Effective from January 1, 2017, all requests for recognition of foreign university education addressed to Charles University shall be submitted to the following address only:
Rectorate of Charles University
Ovocný trh 5/560
116 36 Praha
As of 1st September 2016, a fee of 3 000 CZK will be charged for each request for recognition. More information here
Under Czech law, students who have obtained their Bachelors (or Masters) degree abroad are required to obtain an official document to say that their degree is recognised in the Czech Republic before they can register for a degree programme at a Czech university. Officially, this document is called "Osvedceni o rozhodnuti o uznani rovnocenosti diplomu ziskaneho na zahranicni vysoke skole". Conversationally, however, almost everybody calls it "nostrifikace/nostrification"(degree recognition).
In common with many other countries, the Czech Republic has signed a number of international agreements regarding the mutual recognition of academic titles, and the specific conditions that apply to any particular diploma will depend to some extent on the specific agreement that has been signed with the country concerned. In general, however, the student must find a Czech university which teaches the same (or an equivalent) subject to the one they studied. They then apply to the relevant Czech university for recognition of their diploma.
Applications for nostrification should be made in the first instance to a Czech Faculty (or School) which has an equivalent degree program, and they must contain the following:
- A formal application form (below), including the student's current contact information, in which the student asks for his/her diploma to be recognised
- A notarized copy of the student's foreign diploma
- A notarized copy of an official transcript of records from the whole of the student's earlier university studies
- Sworn Czech translations of both documents (an official translation is not required if the original documents are in English or bilingual where at least one of the languages is English)

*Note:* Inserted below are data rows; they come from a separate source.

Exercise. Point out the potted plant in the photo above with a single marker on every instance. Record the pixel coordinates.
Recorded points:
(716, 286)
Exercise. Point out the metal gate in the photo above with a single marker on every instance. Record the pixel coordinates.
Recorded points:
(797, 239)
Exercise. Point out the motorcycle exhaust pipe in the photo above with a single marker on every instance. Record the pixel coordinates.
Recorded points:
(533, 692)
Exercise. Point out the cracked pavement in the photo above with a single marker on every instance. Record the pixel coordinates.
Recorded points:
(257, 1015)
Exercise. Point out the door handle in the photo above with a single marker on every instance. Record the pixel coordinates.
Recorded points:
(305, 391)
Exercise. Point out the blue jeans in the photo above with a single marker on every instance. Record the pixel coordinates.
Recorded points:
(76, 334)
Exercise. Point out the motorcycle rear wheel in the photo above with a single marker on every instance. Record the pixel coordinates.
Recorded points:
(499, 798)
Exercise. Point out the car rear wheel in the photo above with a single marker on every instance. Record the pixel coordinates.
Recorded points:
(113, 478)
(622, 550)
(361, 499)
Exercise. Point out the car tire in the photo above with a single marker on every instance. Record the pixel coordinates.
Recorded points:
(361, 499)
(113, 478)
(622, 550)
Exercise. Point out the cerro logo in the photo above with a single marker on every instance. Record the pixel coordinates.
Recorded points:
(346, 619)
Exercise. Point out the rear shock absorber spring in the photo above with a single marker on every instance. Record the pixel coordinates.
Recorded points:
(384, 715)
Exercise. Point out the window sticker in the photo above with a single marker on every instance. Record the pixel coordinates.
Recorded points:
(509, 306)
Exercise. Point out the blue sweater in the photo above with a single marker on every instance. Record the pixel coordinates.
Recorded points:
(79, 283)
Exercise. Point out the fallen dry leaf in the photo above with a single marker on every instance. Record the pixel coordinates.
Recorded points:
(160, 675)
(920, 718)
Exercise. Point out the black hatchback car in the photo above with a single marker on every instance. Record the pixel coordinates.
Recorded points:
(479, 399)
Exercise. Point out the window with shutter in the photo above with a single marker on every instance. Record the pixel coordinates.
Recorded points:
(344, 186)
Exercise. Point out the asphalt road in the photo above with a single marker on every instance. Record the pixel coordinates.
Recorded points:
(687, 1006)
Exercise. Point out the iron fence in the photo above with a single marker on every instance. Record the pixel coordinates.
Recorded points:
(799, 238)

- A document proving the authenticity of the diploma (most commonly an apostille or legalization) may also be required. For further information see the Specific Legal Framework and Procedures in the Czech Republic
Any and all of the documents submitted will NOT be returned.
After it receives the student's application, the Faculty assesses his/her documents and it makes a recommendation to the Rectorate. A final decision on whether or not to issue nostrification is then made by the Rector.
"Nostrifikace" of the student's earlier studies does not have to be carried out by the same Faculty (or even the same University) as the one where the student now wishes to study. What is important is that the Faculty in question has a degree programme equivalent to the one that the student studied abroad. (At the Faculty of Social Sciences, for example, we could consider certifying the equivalence of a Bachelors degree in Economics or Political Science or Sociology, but not in Anthropology or Medicine or Philosophy.)
It is also important that the Faculty in question has the same kind of degree program as the one that the student has previously studied (i.e. it is not possible to seek recognition for a Bachelors degree from a university which does not offer Bachelors degree programs at all). Information about the programs offered by individual faculties and universities are available on their web pages.
"Nostrifikace" is needed only by students who wish to register at a Czech university for a degree programme. It is not needed by visiting students, and even in the case of degree applicants, it does not have to be ready at the time the student makes their initial application. The point at which it becomes essential is registration (usually September of the first year of study) since the Faculty is not permitted to register degree students without it. We, therefore, recommend all degree applicants to start working on their nostrification at the same time that they apply for admission to our degree programmes.